I've been using DEseq2 to find the differentially expressed genes on a dataset of RNAseq samples. There about 700 cases and 300 control samples.
The design formula is "~ Condition + age + sex". DEseq2 takes a really long time to finish. It used about 16h with 8 cores and 32 GB memory.
Here is my running codes:
dds <- DESeqDataSetFromMatrix(countData = round(cts),
colData = covarianceTable,
design = ~ CONDITION + age + sex)
register(MulticoreParam(8))
## It takes a long time to run.................
dds_subset <- DESeq(dds,parallel=TRUE, BPPARAM=MulticoreParam(8))
resultsNames(dds_subset)
resLFC <- lfcShrink(dds_subset, coef="CONDITION_Case_vs_Control", type="apeglm",
parallel=TRUE, BPPARAM=MulticoreParam(8))
Also, the lfcShrink function also takes a long time.
So my questions are:
Is it the expected running time to run DESeq2 on a 58000 Genes * 10000 Samples expression matrix?

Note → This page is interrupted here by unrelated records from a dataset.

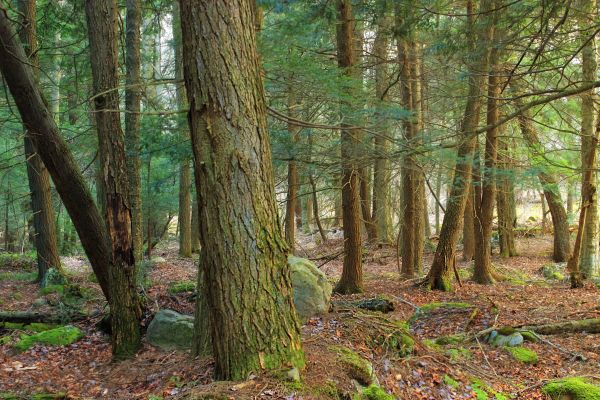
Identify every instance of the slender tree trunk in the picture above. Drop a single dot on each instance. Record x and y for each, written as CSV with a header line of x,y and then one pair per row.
x,y
469,227
486,192
37,174
590,261
184,216
352,276
292,192
244,258
382,213
124,302
549,182
440,273
133,95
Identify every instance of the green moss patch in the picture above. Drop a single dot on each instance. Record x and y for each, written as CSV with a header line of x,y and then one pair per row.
x,y
60,336
523,354
182,287
357,367
574,388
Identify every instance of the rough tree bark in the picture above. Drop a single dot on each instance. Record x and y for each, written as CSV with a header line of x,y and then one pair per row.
x,y
351,280
439,276
125,304
44,222
133,95
253,321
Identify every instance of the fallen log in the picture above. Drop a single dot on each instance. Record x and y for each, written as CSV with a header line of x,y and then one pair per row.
x,y
27,317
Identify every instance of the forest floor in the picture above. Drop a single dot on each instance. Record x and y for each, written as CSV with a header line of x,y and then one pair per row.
x,y
468,370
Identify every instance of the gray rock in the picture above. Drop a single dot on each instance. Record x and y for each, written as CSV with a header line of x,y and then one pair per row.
x,y
53,277
170,330
312,291
513,340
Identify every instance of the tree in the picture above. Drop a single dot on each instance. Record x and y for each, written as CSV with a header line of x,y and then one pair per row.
x,y
247,285
125,304
38,178
352,279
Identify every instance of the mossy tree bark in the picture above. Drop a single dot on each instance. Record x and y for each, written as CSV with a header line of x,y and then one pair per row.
x,y
351,280
184,217
44,222
439,276
252,318
133,95
125,304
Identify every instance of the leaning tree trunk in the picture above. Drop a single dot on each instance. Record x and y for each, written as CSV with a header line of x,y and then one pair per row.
x,y
54,152
352,276
184,218
439,276
590,261
133,95
253,321
39,180
125,304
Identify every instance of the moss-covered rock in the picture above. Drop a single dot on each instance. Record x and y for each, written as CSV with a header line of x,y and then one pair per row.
x,y
312,290
182,287
357,367
523,354
574,388
60,336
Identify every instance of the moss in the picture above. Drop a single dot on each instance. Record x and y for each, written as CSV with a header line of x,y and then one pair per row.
x,y
358,368
55,337
529,336
451,382
523,354
451,339
574,388
375,392
182,287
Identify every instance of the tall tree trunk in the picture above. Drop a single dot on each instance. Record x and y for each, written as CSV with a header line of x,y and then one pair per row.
x,y
292,187
39,180
244,258
469,227
440,273
505,201
590,261
351,280
382,213
124,302
549,182
54,152
133,94
486,192
184,217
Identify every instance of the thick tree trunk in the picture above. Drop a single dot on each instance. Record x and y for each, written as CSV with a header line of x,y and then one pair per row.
x,y
440,274
39,180
124,301
247,282
589,261
351,280
133,95
54,152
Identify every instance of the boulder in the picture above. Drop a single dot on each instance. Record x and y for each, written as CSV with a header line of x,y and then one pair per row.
x,y
312,291
170,330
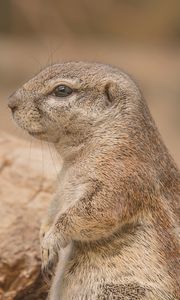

Is there any way that I can reduce the time needed for running DEseq2 on my dataset?
(I have tried to use only protein-coding genes(~20 000 genes), It still takes a long time, about 12h)
...I really appreciate any suggestion and many thanks in advance!
Best,
Ruifeng
The benefits of DESeq2 mainly kick in when sample size (and therefore per-gene information) is limited. With 1000 sampes I would simply use limma-voom, see for references e.g.
DESeq2 with many samples
Running DESeq with 1000 samples
DESeq2 taking long time to run with 270 samples in 10 groups.
Yes agree with this as well for bulk RNA-seq.